When the TMC's Santanu Sen raised the issue of the change in the logo through a Zero Hour mention in the Rajya Sabha, Health Minister Mansukh Mandaviya said Dhanwantari is a symbol of Indian medical science.
"(It was) already a part of the (Commission's) logo and just some colour has been added and nothing more," he said.
"This is India's heritage. I feel we should feel proud (about it)," he added.
The minister said the logo is designed by taking inspiration from the country's heritage.
"This is a symbol of medical science ... someone who had done so much research in medical science. We have used the photo with no other intention."
The Medical Council of India (MCI) logo was adopted in 1934 after the Indian Medical Council Act, 1933, was enacted.
The law defined medicine as "modern scientific medicine and includes surgery and obstetrics" and the logo used was based on the international symbol for medicine -- the staff of Aesclepius, the Greek god of medicine and healing.
The logo also featured a snake wound around the staff.
While there has been no official announcement of a change in the Commission's logo, a black and white logo with the depiction of Dhanwantari at the centre reportedly appeared in December 2022. The colourised version appeared a couple of months later.
Raising the issue through a Zero Hour mention, Sen demanded the restoration of the National Medical Commission's previous logo.
He said the Indian Medical Council Act of 1956 was repealed in 2020 despite objections from different corners of society and the medical fraternity.
"The National Medical Commission came into force from 25th September 2020, repealing the 64-year-old Indian Medical Council Act, 1956," he added.
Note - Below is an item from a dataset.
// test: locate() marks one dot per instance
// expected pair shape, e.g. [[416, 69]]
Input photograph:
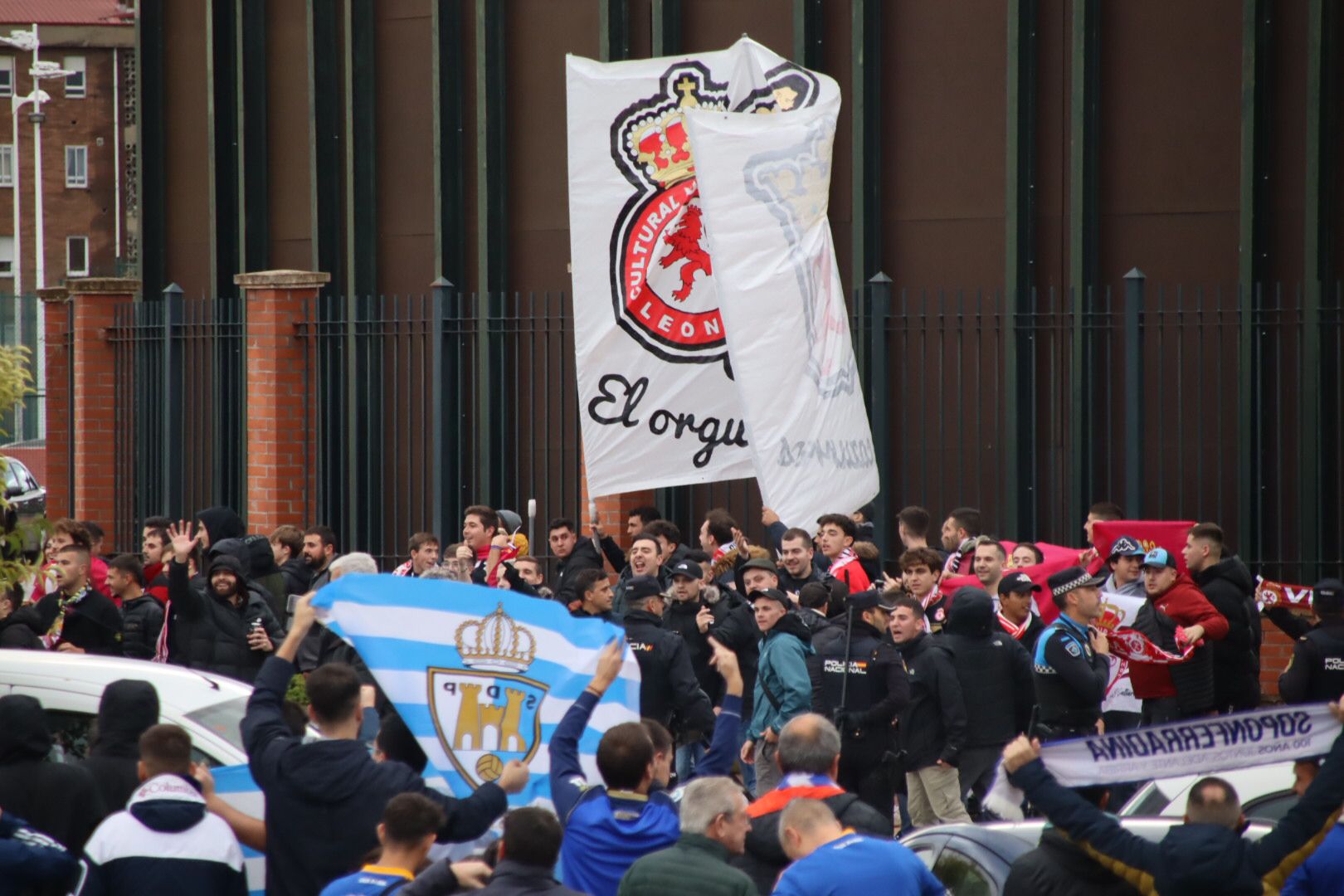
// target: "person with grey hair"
[[714, 826], [810, 761], [828, 859]]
Earlier it was termed as "western medicine", then it became "medicine" and finally it was termed as "modern medicine", Sen said and added that the logo of modern medicine is the staff of Aesclepius.
"And there was no need and there was no permissible condition, so far as the National Medical Commission is concerned, that this logo can be changed. But, unfortunately, we have seen in the recent past, I don't know (if it is) because of government instruction or by the National Medical Commission itself, they have changed the logo and they have brought a photograph of Dhanwantari in the logo," Sen said.
The "change of logo was absolutely not needed. It symbolises one particular religion," he added.
The National Medical Commission, he said, regulates medical curriculum and sanctions new medical colleges.
"Its function is not to promote any particular religion. Even the Ayush department did not change its logo but the National Medical Commission has," the TMC MP said.
"It is against the basic oath which doctors take after passing MBBS. They take the oath that we will treat each and every patient irrespective of their caste, creed or religion. We are not bound to treat one particular religion," he said.
The change of logo, he said, was against the basic essence of the Indian Constitution which, through Article 25 and 26 after the 42nd Amendment in 1976, states that India is a secular country.
"And we should promote the dovetailing of religion," Sen said and demanded that the National Medical Commission immediately restore the previous logo that did not symbolise any particular religion.